I plan to continue determining how to best perform this process and
will document it.

I really wish I could find Mach 2.6MSD sources, especially to these
disk utilities.

February 16, 2018 UPDATE

Today, after some heavy searching, I've found sources to a number of
utilities customized by CMU. In particular, I've found the CMU-modified
sources for the version of csh(1) in MACH 2.5. This is important, because
there is at least one bug ("cd ../.." at root will crash csh). I've found
the problem, fixed it, and rebuilt csh. The problem is resolved now.
Additionally, the binary sizes are so close that it gives me confidence that
the found csh source code really is that which was used in Mach 2.5:

root@mod43:/ 5 # ls -l /usr/build/obj/usr/cs/bin/csh/csh /bin/csh
-rwxr-xr-x 1 mtxinu 122904 Jan 27 1991 /bin/csh
-rwxr-xr-x 1 root 122912 Feb 16 16:56 /usr/build/obj/usr/cs/bin/csh/csh
root@mod43:/ 6 # size /usr/build/obj/usr/cs/bin/csh/csh /bin/csh
text data bss dec hex
118752 4128 15692 138572 21d4c /usr/build/obj/usr/cs/bin/csh/csh
118752 4120 15752 138624 21d80 /bin/csh

Work continues with the distribution-generation utility for sysload(8).

LATE update:

Suddenly, after many weeks of working on Mach386 using my lone ISA-based
computer, the system suddenly became unstable and generally wouldn't boot
or even begin the BIOS POST test.

Examination of the motherboard revealed why: Almost every one of the electrolytic
capacitors on the motherboard had suddenly swelled, with many having almost popped
the can off.

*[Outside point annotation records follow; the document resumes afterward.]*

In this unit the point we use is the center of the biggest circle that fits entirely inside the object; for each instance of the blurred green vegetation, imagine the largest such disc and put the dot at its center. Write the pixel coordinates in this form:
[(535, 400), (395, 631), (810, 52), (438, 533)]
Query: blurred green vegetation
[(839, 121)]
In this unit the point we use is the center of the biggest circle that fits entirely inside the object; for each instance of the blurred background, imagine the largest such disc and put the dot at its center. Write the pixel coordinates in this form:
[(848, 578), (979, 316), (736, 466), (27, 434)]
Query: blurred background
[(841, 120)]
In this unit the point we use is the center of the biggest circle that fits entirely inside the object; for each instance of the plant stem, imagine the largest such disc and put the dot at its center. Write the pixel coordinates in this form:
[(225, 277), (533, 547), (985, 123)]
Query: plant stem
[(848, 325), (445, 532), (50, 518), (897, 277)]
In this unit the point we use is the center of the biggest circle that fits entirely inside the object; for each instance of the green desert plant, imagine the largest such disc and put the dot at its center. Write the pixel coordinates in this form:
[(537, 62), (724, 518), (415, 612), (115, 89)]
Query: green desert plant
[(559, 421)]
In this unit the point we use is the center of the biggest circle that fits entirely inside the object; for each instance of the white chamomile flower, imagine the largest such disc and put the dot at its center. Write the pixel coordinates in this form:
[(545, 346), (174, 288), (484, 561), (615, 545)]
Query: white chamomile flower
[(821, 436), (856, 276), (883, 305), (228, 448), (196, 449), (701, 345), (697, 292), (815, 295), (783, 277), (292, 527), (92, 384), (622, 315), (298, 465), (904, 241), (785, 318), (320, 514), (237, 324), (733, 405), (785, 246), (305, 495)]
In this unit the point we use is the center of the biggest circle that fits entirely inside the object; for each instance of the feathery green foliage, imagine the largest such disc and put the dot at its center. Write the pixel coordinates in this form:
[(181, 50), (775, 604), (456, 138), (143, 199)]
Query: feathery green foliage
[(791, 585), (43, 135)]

There was no physical leakage onto the motherboard, however. All of
this literally occurred within a 12-hour period; I specifically examine them periodically.

While I have a spare motherboard and CPU, it only has one ISA slot. I need
at least two ISA slots to accommodate the Adaptec SCSI and the SMC 80x3 ether
boards being used for Mach386.

I've ordered new capacitors from Amazon at a very good price, and they're
expected by tomorrow evening--free next day shipping with my Amazon Prime.